Application of Critical Accounting Policies
DCB’s consolidated financial statements are prepared in accordance with accounting principles generally accepted in the United States of America and follow general practices within the financial services industry. The application of these principles requires management to make estimates, assumptions, and judgments that affect the amounts reported in the financial statements and accompanying notes. These estimates, assumptions, and judgments are based on information available as of the date of the financial statements; as this information changes, the financial statements could reflect different estimates, assumptions, and judgments.

The most significant accounting policies followed by the Corporation are presented in Note 1 of the audited consolidated financial statements contained in the Corporation’s 2009 Annual Report to Shareholders. These policies, along with the disclosures presented in the other financial statement notes and in this financial review, provide information on how significant assets and liabilities are valued in the financial statements and how those values are determined.

Forward-Looking Statements
Certain statements in this report constitute “forward-looking statements” within the meaning of the Private Securities Litigation Reform Act of 1995, such as statements relating to the financial condition and prospects, lending risks, plans for future business development and marketing activities, capital spending and financing sources, capital structure, the effects of regulation and competition, and the prospective business of both the Corporation and its wholly-owned subsidiary The Delaware County Bank & Trust Company (the “Bank”). Where used in this report, the word “anticipate,” “believe,” “estimate,” “expect,” “intend,” and similar words and expressions, as they relate to the Corporation or the Bank or their respective management, identify forward-looking statements. Such forward-looking statements reflect the current views of the Corporation and are based on information currently available to the management of the Corporation and the Bank and upon current expectations, estimates, and projections about the Corporation and its industry, management’s belief with respect thereto, and certain assumptions made by management. These forward-looking statements are not guarantees of future performance and are subject to risks, uncertainties, and other factors that could cause actual results to differ materially from those expressed or implied by such forward-looking statements.
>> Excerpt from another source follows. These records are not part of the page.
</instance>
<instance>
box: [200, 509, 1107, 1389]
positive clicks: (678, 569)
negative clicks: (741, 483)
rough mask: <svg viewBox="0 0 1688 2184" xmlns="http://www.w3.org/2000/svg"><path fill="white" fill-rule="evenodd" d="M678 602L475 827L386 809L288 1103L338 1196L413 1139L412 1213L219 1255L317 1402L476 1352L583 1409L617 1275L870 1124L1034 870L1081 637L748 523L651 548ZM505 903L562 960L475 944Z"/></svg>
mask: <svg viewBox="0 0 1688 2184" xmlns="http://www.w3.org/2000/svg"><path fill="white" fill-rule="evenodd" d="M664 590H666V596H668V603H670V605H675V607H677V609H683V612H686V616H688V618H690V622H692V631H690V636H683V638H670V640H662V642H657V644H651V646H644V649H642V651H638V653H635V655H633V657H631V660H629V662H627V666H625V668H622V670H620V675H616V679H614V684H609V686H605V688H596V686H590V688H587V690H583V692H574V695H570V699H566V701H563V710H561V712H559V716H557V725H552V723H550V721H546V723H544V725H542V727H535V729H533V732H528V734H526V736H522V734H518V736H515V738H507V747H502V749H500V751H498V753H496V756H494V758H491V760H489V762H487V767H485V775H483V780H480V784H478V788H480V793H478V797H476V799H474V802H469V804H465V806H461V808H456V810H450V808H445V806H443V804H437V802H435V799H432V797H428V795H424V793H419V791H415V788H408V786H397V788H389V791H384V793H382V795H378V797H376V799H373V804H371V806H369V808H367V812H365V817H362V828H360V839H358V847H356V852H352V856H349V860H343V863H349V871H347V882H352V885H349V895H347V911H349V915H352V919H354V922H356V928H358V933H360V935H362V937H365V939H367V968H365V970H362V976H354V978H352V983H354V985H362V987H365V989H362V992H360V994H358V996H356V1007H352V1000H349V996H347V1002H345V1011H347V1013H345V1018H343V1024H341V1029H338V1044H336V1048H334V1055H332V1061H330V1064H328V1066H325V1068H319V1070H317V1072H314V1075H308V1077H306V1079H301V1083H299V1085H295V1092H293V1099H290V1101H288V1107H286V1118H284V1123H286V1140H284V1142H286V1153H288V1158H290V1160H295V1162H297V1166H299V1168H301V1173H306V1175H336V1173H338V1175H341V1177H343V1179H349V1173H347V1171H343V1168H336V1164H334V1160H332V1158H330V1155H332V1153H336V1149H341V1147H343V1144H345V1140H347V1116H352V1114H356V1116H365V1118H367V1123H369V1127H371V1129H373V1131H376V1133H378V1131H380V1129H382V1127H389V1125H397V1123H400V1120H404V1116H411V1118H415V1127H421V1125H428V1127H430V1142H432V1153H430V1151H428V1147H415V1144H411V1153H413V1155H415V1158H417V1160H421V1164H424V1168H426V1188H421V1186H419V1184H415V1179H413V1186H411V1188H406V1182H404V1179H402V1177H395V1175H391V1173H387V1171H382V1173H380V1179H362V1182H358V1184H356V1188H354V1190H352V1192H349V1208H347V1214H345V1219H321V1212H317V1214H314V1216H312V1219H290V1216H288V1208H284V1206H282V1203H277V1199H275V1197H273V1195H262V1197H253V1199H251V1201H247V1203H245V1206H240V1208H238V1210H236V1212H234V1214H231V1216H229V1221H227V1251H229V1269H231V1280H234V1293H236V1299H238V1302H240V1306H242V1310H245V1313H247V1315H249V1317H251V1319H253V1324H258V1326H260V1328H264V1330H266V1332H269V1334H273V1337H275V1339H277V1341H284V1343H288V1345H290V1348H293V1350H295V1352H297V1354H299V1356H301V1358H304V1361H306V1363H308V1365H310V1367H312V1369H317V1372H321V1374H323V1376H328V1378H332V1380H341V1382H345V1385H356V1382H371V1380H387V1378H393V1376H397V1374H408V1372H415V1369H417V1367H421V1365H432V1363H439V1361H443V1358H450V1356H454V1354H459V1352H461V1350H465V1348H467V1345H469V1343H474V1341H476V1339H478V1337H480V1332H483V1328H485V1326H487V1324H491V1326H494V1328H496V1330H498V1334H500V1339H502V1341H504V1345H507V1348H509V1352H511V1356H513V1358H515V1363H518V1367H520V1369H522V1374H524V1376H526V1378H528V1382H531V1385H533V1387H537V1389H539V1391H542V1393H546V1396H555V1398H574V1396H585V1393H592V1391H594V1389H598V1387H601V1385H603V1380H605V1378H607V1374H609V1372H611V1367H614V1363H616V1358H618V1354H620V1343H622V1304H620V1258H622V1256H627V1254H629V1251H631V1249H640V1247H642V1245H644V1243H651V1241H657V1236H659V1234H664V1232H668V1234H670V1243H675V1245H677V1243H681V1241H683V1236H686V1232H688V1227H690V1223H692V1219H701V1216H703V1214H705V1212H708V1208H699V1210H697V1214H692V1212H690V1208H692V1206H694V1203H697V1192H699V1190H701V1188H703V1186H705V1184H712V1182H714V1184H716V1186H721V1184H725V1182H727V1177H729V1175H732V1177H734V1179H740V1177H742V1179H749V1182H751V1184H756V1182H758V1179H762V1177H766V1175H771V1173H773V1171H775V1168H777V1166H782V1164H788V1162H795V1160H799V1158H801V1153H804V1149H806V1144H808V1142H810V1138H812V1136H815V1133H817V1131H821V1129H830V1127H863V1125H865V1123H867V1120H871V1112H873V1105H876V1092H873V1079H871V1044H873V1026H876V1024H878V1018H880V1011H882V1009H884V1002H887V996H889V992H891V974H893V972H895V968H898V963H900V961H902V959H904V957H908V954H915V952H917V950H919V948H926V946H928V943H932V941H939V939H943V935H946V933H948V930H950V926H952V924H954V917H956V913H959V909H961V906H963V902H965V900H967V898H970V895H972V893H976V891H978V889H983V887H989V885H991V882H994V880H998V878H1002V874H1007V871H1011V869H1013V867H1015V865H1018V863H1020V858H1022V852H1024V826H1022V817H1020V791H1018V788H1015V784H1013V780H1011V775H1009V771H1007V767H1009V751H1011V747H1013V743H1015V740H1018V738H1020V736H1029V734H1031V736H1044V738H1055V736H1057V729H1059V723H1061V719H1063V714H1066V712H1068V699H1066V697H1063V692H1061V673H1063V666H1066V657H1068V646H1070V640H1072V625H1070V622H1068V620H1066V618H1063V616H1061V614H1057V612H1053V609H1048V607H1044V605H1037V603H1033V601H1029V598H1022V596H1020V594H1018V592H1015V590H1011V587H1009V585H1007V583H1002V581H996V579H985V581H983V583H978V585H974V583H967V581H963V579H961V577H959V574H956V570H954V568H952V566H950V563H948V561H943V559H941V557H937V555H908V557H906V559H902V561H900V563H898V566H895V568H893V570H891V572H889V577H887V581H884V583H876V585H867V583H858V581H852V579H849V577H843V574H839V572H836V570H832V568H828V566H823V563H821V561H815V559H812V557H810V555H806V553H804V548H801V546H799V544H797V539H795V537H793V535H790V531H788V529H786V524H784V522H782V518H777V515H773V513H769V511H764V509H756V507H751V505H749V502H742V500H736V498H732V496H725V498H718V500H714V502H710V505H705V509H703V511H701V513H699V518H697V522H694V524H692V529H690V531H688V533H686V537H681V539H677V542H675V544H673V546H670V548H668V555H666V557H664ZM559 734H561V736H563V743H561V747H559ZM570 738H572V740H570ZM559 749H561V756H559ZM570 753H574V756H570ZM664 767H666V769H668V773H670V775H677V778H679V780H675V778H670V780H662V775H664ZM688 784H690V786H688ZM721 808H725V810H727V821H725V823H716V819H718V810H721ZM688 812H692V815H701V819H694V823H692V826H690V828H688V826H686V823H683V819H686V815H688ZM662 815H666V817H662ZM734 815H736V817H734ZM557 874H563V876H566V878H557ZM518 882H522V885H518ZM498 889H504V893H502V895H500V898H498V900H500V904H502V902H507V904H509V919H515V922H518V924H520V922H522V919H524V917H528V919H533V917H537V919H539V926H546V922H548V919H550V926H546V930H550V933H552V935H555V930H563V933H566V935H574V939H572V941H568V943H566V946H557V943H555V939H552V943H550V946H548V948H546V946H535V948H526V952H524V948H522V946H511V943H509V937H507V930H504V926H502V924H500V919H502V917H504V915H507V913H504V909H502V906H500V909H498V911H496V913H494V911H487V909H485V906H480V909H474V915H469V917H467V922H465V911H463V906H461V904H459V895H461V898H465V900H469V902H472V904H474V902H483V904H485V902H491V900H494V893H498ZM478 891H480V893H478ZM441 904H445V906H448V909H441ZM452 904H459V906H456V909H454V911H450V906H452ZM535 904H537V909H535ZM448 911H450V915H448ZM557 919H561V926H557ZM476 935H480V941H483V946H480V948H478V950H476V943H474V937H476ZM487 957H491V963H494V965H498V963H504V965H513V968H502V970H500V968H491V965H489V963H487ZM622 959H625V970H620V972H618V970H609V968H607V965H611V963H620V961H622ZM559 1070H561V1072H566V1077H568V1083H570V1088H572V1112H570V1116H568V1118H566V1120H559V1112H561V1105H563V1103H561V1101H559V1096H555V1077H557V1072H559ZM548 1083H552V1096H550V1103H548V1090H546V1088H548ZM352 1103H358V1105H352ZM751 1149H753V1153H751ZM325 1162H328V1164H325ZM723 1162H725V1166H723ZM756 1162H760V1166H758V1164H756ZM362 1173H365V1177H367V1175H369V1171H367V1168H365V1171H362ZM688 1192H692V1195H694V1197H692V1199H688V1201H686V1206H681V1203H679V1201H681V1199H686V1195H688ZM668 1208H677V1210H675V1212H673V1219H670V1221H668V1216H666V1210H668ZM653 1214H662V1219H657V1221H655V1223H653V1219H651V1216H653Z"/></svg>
Potential risks and uncertainties include, but are not limited to: (i) significant increases in competitive pressure in the banking and financial services industries; (ii) changes in the interest rate environment which could reduce anticipated or actual margins; (iii) changes in political conditions or the legislative or regulatory environment; (iv) general economic conditions, either nationally or regionally (especially in central Ohio), becoming less favorable than expected resulting in, among other things, a deterioration in credit quality of assets; (v) changes occurring in business conditions and inflation; (vi) changes in technology; (vii) changes in monetary and tax policies; (viii) changes in the securities markets; and (ix) other risks and uncertainties detailed from time to time in the filings of the Corporation with the Commission.

The Corporation does not undertake, and specifically disclaims any obligation, to publicly revise any forward-looking statements to reflect events or circumstances after the date of such statements or to reflect the occurrence of anticipated or unanticipated events.